Si alguien hubiera permanecido dormido durante los últimos diez años, al
despertar, aquello que más le llamaría la atención sería, sin duda, ese pequeño
artefacto que todos llevamos pegado a la mano. El rectangulito al que no
dejamos de mirar, hablar y tocar a cualquier hora del día. Como todo cambio
social revolucionario, pese al poquísimo tiempo transcurrido, hoy nos cuesta
imaginar la vida sin él. Sí, estoy hablando del teléfono inteligente, artilugio
electrónico que ha transformado nuestra forma de comunicarnos, relacionarnos e
informarnos. Los aspectos positivos que aporta esta nueva tecnología son
muchísimos; estoy convencido de que puede ayudar a hacer de este mundo un lugar
más humano y mejor. También encierra peligros, de los que hablamos a menudo en las
mismas redes sociales: que la agresividad, las ideologías violentas y la
mentira planificada se vean favorecidas por estos canales de comunicación casi
ilimitados. Sí, uno de los debates más frecuentes en esta nueva sociedad de
redes consiste precisamente en analizarse a sí misma. Lo que es mucho menos
frecuente es analizar el impacto que la aparición de los teléfonos móviles y la
conectividad cuasi-universal haya podido tener en otras sociedades ajenas y
menos favorecidas que la nuestra. Tengo la sospecha de que está siendo
profundísimo. Que nada volverá a ser lo mismo, tampoco, para los miles de
millones de personas que habitan en sociedades del Tercer Mundo.

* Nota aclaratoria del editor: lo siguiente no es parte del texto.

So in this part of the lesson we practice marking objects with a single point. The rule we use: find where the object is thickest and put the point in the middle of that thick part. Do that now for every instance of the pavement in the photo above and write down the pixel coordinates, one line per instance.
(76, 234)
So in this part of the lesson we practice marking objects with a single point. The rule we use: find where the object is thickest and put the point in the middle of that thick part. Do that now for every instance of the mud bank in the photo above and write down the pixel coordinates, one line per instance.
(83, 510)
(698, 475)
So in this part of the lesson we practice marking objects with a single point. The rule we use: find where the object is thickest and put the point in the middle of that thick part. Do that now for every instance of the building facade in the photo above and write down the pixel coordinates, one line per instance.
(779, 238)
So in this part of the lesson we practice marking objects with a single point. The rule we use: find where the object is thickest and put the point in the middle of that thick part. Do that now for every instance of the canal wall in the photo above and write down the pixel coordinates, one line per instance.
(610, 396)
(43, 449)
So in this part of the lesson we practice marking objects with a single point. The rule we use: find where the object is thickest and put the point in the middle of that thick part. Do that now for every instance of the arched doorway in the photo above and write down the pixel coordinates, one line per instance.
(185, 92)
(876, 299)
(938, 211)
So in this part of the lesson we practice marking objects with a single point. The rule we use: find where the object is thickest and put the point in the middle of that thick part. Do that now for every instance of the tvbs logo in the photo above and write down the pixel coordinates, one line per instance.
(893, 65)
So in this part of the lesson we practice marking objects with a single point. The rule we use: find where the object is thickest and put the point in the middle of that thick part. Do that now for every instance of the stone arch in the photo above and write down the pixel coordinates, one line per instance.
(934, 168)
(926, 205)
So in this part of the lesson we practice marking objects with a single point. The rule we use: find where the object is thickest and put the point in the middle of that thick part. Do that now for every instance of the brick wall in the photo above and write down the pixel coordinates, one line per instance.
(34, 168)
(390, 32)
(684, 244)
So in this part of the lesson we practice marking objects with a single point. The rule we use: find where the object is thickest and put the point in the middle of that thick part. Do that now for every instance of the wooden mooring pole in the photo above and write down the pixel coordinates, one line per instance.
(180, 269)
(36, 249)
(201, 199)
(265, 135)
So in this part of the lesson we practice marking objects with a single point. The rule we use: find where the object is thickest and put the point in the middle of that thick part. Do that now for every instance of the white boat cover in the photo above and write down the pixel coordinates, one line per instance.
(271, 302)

En 2003 viajé a Mali y tuve la oportunidad de visitar zonas remotas del país.
El aislamiento en que vivían aquellas gentes era casi absoluto. Diez años
después regresé a esas mismas tierras y volví a contactar con algunas de las
personas a las que conocí en mi primer viaje. No solo tenían un teléfono
inteligente en la mano. Algunos sabían utilizarlo mejor que yo. A mí, en una
ciudad como Djenné, rodeado por una cultura y una estética tan exótica, me
resultaba imposible acordarme del Real Madrid, por poner un ejemplo. Aquello
quedaba a miles de kilómetros de distancia y a unos cuantos años – luz,
espiritualmente, de esa bella ciudad de barro rodeada por los brazos del río
Bani. Al menos, eso pensaba yo. Cuando ese mismo día, una joven de Djenné me
recordó que el Real Madrid jugaba aquella tarde contra el Albacete, y que
Cristiano Ronaldo no podría hacerlo porque tenía una lesión en la rodilla,
empecé a intuir la magnitud del fenómeno. Comprendí que esa pequeña pantalla es
una ventana a nuestro mundo de opulencia a la que se asoman cada día millones
de personas. Individuos que pueden encontrar allí entretenimiento,
esperanza o una profunda decepción. Nunca en toda la historia de la humanidad
la desigualdad ha estado más a la vista de todos los que la soportan. Y la
desigualdad no es un espectáculo agradable. A algunos les motiva para mejorar,
a muchos les da un motivo para huir, y a otros una razón para odiar. Detrás de
algunos de los conflictos geopolíticos más candentes de la actualidad, late un
conflicto mucho más íntimo, pero tan viejo como el hombre: el del orgullo
herido.
Pobre smartphone, la culpa que le acabamos de endosar. Los seres humanos
somos especialistas en librarnos de nuestra responsabilidad para cargársela a
otro. Porque la pantalla no deja de ser una ventana, un hueco a través del cual
ver la realidad. Una realidad que todos, aquí y allá, tenemos el deber de
transformar. Por compasión, por interés estratégico o, mejor, para cumplir una
misión que no deberíamos desdeñar: hacer de este mundo un lugar mejor.